What a specimen of a 21 year vintage I am. :) tehe

What it means to be a man:

I think being a man means being honest in all you do, and always striving to be better. Being knowledgeable about the local and global affairs. Having an educated opinion, standing by it, and always being able to rethink it. About being passionate about life, your interests, your family and friends and your gal. Being a man means living life, laughing, and loving. These are The Things I see, live, do, think, read, watch, love, like, want and more.

Cheers, Jared

Sunday, September 11, 2011

The Race


I remember it all:

My little feetsies go a pitter-patter on the metal rungs.


I look to my side to see the feetsies of the innumerable faces scrunching in exertion as each foot of theirs carries their wheel round. The wheel turns over, and over, and over. My breath is laborious. My hands pump up and down. With each turn a little ding chimes from the bell, and louder the faster you go. A satisfied smile passes over the face that I spy to my right. He slows for a moment, only to begin anew his sprinting. My hands have relaxed and shake with excitement as I watch the hammer coming round to hit my bell. Ding! “Yes!” I've just screamed aloud. There my hands have raised in the air, and I continue to move my feet, never stopping, never slowing -no, that would be disastrous. I must follow this path that winds ever around me in my wheel.

He -there in front of me, larger than me- a man. His beard covers the lower half of his face, neck obscured by the straggly hairs. He is panting hard from exertion. With each forceful thrust of his tree trunks the wheel spins. This is harder for him than I. He's stopped.

What?

Ding! “Yes!” I didn't even know I'd reached a turn.

He's just looking out, wiping the sweat off his face. “Hey! What are you doing? You're going to fall behind all of us!” I didn't want him to fall behind.

What are you talking about?” His eyes took in the sweat dripping from my forehead as my feet propelled me no where. There in that look did I soon realize, in the beat of a heart, the span of a question, in the breadth of a breath that I was going no where. Ding! “YEEESSS!”

He turned and walked away from me.

His wheel was slowly coming to a stop. A mouse like ding was heard as the weight of the hammer brought it round once more to click off the bell. At that, he stopped. He turned and walked the few paces back to his bell. Ding! I didn't ever imagine he would do what he did next.

He grabbed the bell.

The bell! He grabbed the bell! Then-Then he pulled it. Ding! In one single whip, no grunt, just a sharp tug and the bell had a muffled d-din-ing-din. He glanced up to me, and shook his head. I was still running. Ding! I heard my bell for the third time, “Yay...”

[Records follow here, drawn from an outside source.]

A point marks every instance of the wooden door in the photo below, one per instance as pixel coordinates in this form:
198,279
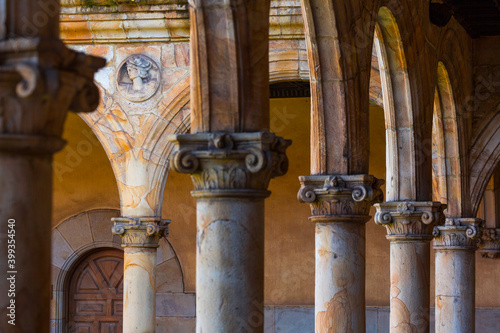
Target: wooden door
96,294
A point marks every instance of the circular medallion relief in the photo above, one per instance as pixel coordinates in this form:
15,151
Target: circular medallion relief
138,78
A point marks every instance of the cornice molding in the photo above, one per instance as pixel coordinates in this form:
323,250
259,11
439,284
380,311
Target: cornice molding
107,22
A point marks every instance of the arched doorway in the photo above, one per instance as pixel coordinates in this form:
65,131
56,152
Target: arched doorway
95,298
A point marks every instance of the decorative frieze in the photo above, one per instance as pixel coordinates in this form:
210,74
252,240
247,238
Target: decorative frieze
409,220
340,195
141,231
230,162
490,243
457,234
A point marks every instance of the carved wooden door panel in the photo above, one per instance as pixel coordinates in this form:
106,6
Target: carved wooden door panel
96,294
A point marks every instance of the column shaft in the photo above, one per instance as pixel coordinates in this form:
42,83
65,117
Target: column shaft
455,296
340,276
230,265
455,244
409,227
340,205
140,239
410,293
26,201
139,290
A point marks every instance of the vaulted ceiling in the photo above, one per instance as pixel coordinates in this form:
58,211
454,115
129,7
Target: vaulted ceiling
478,17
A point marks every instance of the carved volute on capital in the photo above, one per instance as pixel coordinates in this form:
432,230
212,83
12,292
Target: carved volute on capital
458,234
409,220
340,196
223,164
140,232
490,243
40,80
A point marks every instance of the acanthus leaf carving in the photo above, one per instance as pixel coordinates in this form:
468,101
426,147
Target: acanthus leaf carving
41,79
457,233
340,195
490,243
409,219
140,232
236,161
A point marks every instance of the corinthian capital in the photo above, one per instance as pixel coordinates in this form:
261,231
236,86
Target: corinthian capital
40,80
340,195
458,234
407,220
233,162
490,243
141,231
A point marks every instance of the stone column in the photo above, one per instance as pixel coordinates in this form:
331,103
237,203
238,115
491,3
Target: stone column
140,239
455,244
490,243
409,227
230,173
340,207
40,80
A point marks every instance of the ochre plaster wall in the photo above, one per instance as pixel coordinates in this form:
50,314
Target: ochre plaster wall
86,181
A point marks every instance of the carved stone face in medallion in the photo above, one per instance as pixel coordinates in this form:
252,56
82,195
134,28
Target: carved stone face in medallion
138,78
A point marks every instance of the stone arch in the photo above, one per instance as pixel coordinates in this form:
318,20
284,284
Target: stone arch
446,147
397,101
484,157
454,80
77,236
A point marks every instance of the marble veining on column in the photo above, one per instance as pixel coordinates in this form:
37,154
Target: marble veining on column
230,173
340,206
409,227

The bell landed at my feet and was caught up. I can't touch the bell, especially another's bell. I hopped, but as the bell went up the wheel on my back side, it fell down again with loud ding-ding-ding-dings. I tried to jump out of the way, but only hit the wall in front of me. I fell with a loud thud.

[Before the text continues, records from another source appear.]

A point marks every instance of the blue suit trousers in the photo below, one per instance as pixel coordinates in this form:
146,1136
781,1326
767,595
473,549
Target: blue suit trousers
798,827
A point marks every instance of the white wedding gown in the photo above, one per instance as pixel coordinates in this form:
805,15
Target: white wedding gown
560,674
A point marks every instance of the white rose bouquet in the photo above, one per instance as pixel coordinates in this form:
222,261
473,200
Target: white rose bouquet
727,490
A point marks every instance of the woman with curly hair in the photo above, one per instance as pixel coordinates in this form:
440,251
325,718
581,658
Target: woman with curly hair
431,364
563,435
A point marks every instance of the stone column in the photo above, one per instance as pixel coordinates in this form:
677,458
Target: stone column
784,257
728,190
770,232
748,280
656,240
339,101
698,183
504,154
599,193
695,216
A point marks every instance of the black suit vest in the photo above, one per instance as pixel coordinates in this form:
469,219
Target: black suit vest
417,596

I tried to get up, but the centripetal force kept me down. I was pulled down to the bottom where I run, and up the far side, where my wheel turns to. I went up, up, and up. Until I no longer went up. I was dumped, right on top of the bell, still clanging away below me. As I fell, I considered my predicament. He had been off for something like eight or nine average bell-chimes. He'd not been hurt, he was no longer exerting himself. The exerting face to my right was still attached to a body whose feetsies were still running along the bottom of the wheel, which was still turning and still swinging the hammer on the bell that was still chiming with its Ding!.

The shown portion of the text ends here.